Creo en Dios, juez castigador


Comenzábamos no hace mucho la reflexión sobre las características que podrían definir aquellos años en los que transcurrieron mi infancia y adolescencia. Y veíamos que la primera que salta a la vista tras la lectura de esta serie de relatos, sería, sin duda alguna, la escasez de dinero.


 Pues bien, la segunda, y no menos importante (aparte de las que atañen directamente a la infancia y que hemos visto en las dos últimas semanas), creo que tendría que ser “miedo”.

 Temíamos los niños al maestro y temíamos a los padres. Temían las mujeres a sus maridos y todos temían a cualquiera que ostentase un mínimo de autoridad. Se temía a los civiles, se temía al alcalde y se temía al alguacil. Se temía a todo y a todos.

 Y se temía a Dios. Que no es malo, por supuesto; pero sólo si nuestra relación con Él no queda reducida al miedo. “Creo en Dios Padre todopoderoso…” aprendimos en el catecismo. “Padre nuestro que estás en el cielo…” hemos rezado una y otra vez desde que nuestra madre nos enseñó las primeras oraciones antes de dormir.

 Pero nuestro corazón no sentía aquellas palabras que nuestros labios pronunciaban. Y es que, aunque maestros, curas y familiares nos hicieron aprender de memoria oraciones que no entendíamos, ellos mismos se empeñaron en inculcarnos que Dios era un ser vigilante que nunca nos perdía de vista, dispuesto a mandarnos a las calderas de Pedro Botero en cuanto nos descuidásemos y se nos ocurriera el más insignificante pensamiento lascivo.
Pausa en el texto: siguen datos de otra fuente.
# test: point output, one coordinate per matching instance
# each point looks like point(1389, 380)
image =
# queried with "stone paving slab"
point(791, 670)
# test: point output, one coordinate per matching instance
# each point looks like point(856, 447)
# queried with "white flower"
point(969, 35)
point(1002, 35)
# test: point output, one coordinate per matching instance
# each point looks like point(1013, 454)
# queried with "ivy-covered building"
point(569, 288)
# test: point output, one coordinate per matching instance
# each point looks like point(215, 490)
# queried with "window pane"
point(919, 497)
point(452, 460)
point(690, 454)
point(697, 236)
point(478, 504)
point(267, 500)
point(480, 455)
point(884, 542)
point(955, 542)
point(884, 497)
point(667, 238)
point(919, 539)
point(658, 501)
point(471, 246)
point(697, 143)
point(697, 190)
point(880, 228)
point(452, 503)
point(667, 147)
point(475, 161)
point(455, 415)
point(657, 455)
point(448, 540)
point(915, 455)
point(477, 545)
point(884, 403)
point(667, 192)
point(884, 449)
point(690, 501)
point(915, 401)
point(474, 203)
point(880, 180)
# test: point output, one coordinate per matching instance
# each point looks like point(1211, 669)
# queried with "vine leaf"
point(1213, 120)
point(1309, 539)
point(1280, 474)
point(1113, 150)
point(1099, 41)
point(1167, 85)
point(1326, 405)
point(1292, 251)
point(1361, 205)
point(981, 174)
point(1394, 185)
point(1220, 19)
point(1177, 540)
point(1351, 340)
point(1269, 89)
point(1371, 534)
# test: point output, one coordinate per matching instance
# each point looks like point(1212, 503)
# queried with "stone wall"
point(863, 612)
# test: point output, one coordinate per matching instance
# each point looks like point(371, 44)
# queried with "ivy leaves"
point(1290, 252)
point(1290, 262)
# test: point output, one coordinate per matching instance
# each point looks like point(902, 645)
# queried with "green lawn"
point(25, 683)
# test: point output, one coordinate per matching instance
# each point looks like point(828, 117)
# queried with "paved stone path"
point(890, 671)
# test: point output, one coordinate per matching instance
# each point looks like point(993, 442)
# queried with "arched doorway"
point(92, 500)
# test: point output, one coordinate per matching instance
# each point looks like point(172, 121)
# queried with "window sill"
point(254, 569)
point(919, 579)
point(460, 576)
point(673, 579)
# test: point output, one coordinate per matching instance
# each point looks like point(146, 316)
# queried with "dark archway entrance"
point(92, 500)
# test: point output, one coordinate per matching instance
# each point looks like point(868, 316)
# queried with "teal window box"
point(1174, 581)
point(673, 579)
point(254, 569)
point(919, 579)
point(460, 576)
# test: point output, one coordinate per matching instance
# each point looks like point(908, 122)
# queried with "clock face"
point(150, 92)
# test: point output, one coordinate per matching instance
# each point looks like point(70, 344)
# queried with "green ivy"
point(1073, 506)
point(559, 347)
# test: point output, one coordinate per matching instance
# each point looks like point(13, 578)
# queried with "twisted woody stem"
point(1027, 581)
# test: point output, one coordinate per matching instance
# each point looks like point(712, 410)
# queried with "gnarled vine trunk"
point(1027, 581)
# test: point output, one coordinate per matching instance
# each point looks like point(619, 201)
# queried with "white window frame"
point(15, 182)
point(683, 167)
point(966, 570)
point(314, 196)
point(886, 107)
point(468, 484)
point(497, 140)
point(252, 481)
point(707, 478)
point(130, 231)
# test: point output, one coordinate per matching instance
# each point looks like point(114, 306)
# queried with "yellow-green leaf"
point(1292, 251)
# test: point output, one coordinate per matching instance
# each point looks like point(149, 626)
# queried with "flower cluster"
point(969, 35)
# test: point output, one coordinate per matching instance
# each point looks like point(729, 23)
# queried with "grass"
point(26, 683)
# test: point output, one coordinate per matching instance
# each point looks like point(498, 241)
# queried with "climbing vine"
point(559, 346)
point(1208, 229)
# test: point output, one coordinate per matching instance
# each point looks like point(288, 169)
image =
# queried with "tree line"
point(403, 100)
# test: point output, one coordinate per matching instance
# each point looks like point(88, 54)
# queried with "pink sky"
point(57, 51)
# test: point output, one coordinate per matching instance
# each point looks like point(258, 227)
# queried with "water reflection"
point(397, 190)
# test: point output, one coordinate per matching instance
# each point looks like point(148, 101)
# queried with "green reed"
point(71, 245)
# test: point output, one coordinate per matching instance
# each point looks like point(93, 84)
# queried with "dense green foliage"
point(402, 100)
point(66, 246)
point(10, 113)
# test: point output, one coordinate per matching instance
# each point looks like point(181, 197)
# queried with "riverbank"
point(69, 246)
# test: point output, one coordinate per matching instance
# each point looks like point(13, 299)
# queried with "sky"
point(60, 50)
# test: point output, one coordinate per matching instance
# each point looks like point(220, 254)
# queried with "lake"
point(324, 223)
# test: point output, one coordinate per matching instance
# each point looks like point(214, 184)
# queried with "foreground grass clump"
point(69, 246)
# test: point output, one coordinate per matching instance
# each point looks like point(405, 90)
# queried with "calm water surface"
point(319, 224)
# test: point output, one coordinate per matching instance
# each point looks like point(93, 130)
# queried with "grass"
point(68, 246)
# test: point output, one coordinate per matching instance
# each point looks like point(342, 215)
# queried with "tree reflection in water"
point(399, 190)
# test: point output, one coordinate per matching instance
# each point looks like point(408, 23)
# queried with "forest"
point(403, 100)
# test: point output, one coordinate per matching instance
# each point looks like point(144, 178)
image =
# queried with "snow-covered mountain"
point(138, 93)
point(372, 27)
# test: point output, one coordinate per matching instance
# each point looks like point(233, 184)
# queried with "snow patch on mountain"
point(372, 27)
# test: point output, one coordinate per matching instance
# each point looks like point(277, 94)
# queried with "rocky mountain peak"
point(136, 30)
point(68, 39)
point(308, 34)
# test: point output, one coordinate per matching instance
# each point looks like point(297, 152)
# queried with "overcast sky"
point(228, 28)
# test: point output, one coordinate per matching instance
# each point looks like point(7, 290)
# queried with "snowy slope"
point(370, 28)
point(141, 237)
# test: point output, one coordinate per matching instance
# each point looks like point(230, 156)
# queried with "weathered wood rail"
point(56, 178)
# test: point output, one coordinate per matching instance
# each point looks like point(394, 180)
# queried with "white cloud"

 Intentaron hacernos comprender con mil imágenes lo mucho que había de durar la eternidad, no para superar con esperanza el miedo a lo desconocido, sino para temer el implacable castigo divino. Nos dijeron que era malo bailar, que era malo comer, que era malo amar, que era malo pensar…

 Nos hablaron mucho del infierno y muy poco del cielo. Nos hablaron mucho de miedo y muy poco de amor. Leíamos en el evangelio que Jesús nos había enseñado a hablar con Dios llamándole “Padre”; pero ahora se empeñaban todos en mostrárnoslo como juez castigador.

 No soy teólogo y mi opinión en estos temas puede ser, simplemente, un disparate, fruto de mi atrevida ignorancia. Pero pienso que, para mandarnos al infierno a la primera de cambio, a Dios no le merecía la pena hacerse hombre, vivir pobre y morir en una cruz.

 Creo que, afortunadamente, también en este aspecto nuestra sociedad ha cambiado y lo ha hecho a mejor. No es bueno el miedo, qué duda cabe. Las relaciones paterno-filiales basadas en el amor, el respeto y la confianza; las relaciones de pareja en condiciones de igualdad; la visión de agentes de la autoridad como garantes de la seguridad y el orden… esta forma de entender las relaciones humanas nos proporciona una convivencia mucho más gratificante.

 Y en cuanto a la relación del hombre con Dios, para quienes libremente y por convicción profesamos una fe, ver en Él a un padre protector y no a un severo juez es, simplemente, hacer lo que Él mismo nos enseñó. En cuanto a aquellos sacerdotes, principales responsables de nuestra formación religiosa, creo que, al igual que los maestros de la época, no hicieron más que plasmar en su apostolado lo que ellos mismos habían vivido y enseñar lo que habían aprendido. Mis sentimientos hacia los que entonces conocí no pueden ser otros que admiración, respeto y gratitud inmensa. Gracias a ellos me familiaricé en mi infancia con el cine y el teatro. Gracias a ellos pisé por primera vez un escenario. Por ellos me inicié en mis aficiones musicales. Y gracias a ellos tuve el privilegio de acceder a una formación que la sociedad de mi tiempo reservaba sólo para los hijos de padres pudientes.